Argentina aparece con precios caros en bienes industriales y ropa, pero mantiene servicios baratos. Un informe del IERAL advierte sobre el atraso cambiario.

Por Marcelo López Álvarez

Con una inflación en retroceso y un tipo de cambio que opera dentro de bandas formales, el debate sobre la competitividad de precios en Argentina ha ganado centralidad en el análisis económico.

El IERAL realiza desde 2025 un seguimiento sistemático de precios de bienes de consumo y costos de producción en el país, cotejados con los de otras economías. La medición correspondiente a abril de 2026 ofrece un panorama matizado: Argentina resulta cara en productos industriales y algunos alimentos, pero mantiene niveles de precios razonables, e incluso ventajosos, en varios servicios y en ciertos bienes agropecuarios.

Un dólar prehistorico

Antes de ingresar en la comparación de precios, el informe examina el tipo de cambio real multilateral (TCRM), indicador que mide la competitividad cambiaria de Argentina frente a sus socios comerciales.

En abril de 2026, el TCRM se ubicó en 1.381 pesos, un valor apenas 2% superior al registrado en noviembre de 2023, último mes de la administración anterior, pero un 28% por debajo del promedio histórico del período 2000-2026, que equivaldría hoy a un tipo de cambio de 1.921 pesos. No importa lo que diga el gobierno libertario, el atraso cambiario ya es inocultable.

La comparación con otros hitos cambiarios también resulta ilustrativa y lapidaria para el discurso oficial. El TCRM de abril pasado supera en un 22% al vigente al final de la Convertibilidad, en diciembre de 2001, y en un 12% al de noviembre de 2015. Sin embargo, permanece por debajo del nivel observado en febrero de 2016, tras la salida del cepo durante la administración Macri, que equivaldría a 1.673 pesos actuales. El techo superior de la banda cambiaria vigente (fijado en 1.698 pesos en abril) se aproxima precisamente a ese valor de referencia.

¿Más dólares a futuro?

El informe asegura que este retraso, dado el crecimiento proyectado en las exportaciones de petróleo, gas y minería, es plausible que el país sostenga en el futuro un tipo de cambio real inferior al promedio histórico sin comprometer el equilibrio externo.

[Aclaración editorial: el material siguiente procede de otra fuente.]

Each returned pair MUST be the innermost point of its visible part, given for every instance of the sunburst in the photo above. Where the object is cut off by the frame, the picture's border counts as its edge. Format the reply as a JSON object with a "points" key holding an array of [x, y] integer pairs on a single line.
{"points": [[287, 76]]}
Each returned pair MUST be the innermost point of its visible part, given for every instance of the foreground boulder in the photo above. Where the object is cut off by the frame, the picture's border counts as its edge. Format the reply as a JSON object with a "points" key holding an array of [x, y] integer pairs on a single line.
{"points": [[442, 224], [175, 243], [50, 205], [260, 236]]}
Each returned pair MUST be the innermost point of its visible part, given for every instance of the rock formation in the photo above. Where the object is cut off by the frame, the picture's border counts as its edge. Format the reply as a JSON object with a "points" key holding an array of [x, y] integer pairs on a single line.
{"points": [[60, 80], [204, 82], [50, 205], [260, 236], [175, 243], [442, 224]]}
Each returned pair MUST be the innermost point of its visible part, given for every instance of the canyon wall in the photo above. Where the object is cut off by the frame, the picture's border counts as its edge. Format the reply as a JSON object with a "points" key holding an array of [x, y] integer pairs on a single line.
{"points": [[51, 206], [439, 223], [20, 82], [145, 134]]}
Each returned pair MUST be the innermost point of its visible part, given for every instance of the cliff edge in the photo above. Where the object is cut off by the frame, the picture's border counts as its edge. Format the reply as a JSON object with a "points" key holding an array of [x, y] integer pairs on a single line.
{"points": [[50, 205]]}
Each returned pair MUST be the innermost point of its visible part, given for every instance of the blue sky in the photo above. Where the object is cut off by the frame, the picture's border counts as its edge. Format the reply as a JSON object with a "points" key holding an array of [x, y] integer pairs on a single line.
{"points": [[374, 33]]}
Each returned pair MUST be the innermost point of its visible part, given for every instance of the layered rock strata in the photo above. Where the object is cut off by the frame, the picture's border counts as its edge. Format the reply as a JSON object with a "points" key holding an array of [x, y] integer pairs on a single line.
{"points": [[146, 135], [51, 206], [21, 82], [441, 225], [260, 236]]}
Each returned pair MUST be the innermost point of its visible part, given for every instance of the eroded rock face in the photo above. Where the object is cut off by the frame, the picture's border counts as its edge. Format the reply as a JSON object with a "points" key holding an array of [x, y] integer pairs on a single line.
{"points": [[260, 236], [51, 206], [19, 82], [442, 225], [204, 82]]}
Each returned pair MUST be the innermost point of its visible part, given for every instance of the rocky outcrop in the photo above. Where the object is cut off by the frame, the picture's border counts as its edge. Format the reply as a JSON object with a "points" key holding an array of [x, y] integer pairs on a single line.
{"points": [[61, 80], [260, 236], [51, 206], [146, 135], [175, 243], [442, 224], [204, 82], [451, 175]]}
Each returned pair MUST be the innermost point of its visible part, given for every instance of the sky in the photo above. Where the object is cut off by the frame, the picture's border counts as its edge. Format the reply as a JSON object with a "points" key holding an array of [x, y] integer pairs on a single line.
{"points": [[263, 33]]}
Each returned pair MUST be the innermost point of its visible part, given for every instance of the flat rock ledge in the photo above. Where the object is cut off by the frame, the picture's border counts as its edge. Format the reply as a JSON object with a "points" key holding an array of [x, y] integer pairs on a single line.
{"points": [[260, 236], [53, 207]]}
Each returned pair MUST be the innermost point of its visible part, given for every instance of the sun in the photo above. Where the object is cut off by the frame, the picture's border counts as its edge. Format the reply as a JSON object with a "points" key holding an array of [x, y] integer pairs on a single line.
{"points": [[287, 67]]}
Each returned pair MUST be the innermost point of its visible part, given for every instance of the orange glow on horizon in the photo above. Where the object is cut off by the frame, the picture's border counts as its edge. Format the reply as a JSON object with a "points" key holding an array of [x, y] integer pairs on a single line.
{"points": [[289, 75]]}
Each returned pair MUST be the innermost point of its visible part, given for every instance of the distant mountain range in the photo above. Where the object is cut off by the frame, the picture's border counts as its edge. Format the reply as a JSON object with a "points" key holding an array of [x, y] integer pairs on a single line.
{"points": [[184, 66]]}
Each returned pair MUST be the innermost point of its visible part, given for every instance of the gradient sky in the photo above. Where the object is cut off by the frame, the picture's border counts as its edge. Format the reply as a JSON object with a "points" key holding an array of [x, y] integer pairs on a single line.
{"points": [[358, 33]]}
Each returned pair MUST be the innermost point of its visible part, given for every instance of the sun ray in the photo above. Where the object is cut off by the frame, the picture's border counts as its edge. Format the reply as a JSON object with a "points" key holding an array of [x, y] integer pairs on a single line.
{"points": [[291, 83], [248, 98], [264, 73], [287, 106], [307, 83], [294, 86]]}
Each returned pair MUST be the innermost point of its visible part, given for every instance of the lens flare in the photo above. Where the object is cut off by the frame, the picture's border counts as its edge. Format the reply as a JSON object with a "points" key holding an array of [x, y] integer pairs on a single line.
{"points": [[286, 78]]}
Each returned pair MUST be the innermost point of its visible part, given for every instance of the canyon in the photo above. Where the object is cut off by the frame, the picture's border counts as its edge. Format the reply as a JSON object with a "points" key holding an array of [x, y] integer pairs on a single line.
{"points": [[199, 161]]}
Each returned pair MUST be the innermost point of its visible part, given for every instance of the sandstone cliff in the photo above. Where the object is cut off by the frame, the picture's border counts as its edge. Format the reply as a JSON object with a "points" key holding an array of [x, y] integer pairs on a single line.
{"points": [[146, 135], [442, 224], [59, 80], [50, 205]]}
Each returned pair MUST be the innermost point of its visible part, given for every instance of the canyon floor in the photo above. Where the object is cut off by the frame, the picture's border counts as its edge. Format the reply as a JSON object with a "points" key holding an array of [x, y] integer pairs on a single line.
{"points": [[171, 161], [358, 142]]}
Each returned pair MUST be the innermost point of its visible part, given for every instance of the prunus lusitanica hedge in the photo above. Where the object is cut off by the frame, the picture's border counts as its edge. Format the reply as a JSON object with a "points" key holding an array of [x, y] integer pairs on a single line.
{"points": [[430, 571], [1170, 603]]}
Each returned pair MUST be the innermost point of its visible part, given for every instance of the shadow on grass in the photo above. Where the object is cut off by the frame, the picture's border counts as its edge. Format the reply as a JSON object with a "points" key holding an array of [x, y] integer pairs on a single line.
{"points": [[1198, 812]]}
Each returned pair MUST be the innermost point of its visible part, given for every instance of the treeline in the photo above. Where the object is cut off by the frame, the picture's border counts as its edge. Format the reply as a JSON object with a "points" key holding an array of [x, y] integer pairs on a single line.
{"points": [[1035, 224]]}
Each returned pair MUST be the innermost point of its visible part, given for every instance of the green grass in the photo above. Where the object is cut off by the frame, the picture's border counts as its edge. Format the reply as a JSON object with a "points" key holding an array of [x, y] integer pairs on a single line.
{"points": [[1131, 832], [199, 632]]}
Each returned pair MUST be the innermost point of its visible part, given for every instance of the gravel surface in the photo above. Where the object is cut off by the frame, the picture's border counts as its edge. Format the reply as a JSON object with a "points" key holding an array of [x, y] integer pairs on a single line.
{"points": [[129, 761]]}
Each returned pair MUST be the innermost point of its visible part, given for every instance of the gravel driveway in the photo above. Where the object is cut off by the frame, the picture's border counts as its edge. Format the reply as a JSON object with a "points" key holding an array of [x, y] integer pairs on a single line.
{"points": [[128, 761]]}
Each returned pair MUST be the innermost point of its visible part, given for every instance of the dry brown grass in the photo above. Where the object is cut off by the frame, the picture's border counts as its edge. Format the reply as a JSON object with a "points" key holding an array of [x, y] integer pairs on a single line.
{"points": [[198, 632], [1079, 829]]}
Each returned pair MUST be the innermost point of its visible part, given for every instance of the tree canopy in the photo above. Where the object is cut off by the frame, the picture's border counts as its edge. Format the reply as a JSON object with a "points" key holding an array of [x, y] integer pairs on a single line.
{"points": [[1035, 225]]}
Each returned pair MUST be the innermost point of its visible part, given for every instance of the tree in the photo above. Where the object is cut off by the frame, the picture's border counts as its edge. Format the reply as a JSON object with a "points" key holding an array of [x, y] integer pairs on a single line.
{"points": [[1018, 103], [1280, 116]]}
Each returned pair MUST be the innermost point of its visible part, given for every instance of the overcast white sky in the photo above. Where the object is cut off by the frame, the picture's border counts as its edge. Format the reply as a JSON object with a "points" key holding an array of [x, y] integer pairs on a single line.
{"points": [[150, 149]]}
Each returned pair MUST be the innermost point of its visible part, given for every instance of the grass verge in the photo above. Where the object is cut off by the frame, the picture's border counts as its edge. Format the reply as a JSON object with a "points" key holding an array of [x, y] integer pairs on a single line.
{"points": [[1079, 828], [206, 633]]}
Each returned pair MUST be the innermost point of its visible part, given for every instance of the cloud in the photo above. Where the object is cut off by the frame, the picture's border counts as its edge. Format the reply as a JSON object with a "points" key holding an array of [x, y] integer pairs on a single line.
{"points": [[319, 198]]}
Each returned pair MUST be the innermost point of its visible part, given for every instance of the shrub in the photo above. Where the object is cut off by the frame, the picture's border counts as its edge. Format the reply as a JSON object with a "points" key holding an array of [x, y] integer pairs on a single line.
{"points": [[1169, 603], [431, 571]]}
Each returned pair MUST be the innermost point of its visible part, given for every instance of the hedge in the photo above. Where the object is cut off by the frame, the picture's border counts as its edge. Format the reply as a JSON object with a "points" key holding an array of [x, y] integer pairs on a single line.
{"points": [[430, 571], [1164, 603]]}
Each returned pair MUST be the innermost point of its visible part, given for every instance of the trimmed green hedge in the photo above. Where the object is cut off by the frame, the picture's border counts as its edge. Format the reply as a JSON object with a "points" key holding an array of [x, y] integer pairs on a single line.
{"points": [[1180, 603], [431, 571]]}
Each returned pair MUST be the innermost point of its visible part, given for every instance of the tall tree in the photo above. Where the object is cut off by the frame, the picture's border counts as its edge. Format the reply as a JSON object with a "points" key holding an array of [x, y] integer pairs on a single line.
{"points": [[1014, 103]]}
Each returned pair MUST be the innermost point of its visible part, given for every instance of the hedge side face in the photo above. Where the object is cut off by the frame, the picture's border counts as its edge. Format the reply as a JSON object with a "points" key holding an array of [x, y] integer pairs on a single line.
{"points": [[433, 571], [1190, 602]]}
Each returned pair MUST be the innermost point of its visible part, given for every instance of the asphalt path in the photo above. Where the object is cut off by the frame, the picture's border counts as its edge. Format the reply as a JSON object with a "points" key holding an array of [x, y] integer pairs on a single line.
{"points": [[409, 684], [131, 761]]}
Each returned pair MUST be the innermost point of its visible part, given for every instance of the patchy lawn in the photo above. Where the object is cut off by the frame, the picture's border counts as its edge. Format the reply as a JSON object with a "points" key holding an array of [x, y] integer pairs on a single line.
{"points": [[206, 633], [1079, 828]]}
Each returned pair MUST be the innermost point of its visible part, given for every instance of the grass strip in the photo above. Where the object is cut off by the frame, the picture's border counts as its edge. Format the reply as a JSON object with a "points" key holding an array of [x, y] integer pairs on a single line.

Si bien la afirmación es cierta, también lo es que el amor argentino por la formación de activos externos y los beneficios que el RIGI da a esas inversiones hacen que, para creer, primero hay que ver.

El índice Big Mac, por su parte, sitúa a Argentina en una posición de relativa normalidad. En enero de 2026, el precio de la hamburguesa de referencia de McDonald's ascendía a 5,5 dólares en el país, apenas un 6% por encima del promedio de los 71 países que releva The Economist, y prácticamente idéntico al promedio latinoamericano. Argentina resulta más cara que Brasil en un 24% y más barata que Uruguay en un 37%. Lo que sí distingue al país en este índice es su histórica volatilidad: el coeficiente de variación del precio de la Big Mac entre 2000 y 2026 duplica el promedio global y supera en un tercio al de la región.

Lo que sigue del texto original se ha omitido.